Recordar hoy a nuestro prócer máximo y sus campañas libertadoras con su caballo blanco, tobiano o zaino según sus biógrafos nos puede parecer algo muy simple.

Pero la realidad no fue así, sobre el final de la edad media el dominio de la iglesia católica que había incinerado a todos los opositores mediante la Inquisición comandada por Torquemada a los cuales llamaba herejes, en aras de mantener la pureza de la fe y de paso quedarse con todas sus pertenencias (método que aplicó Videla en Argentina en pleno siglo XX) estaba llegando a su fin.

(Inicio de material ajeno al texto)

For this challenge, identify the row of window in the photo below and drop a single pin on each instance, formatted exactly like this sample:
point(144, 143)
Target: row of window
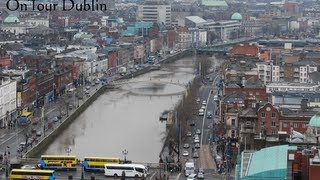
point(273, 115)
point(120, 168)
point(295, 125)
point(32, 173)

En Inglaterra habían surgido otras ideas políticas y económicas que se oponían a la dominación clerical de Roma y que sostenían que no era pecado comerciar, efectuar créditos con interés usura y que la muerte era el fin de todo y eso de que los buenos iban al cielo y los malos al infierno eran cuentos chinos. El proceso fue largo.

En 1812, cuando España declinaba definitivamente su poderío, San Martín -que era un gran estudioso de todos los problemas mundiales- se dio cuenta que la disputa de los imperialismos de aquélla época iba a ser por las colonias americanas, las cuales les proveerían status y riquezas. Por lo tanto decide volver a su tierra natal, Argentina, e imbuido de las ideas de un organismo opuesto a la iglesia católica, la Masonería comienza su exitosa campaña independentista a sabiendas de que a la caída del imperio español, el nuevo enemigo era el imperialismo inglés.

Y como ha ocurrido siempre tuvo que a enfrentar a los eternos advenedizos de siempre: el mulato Rivadavia y el encopetado Alvear.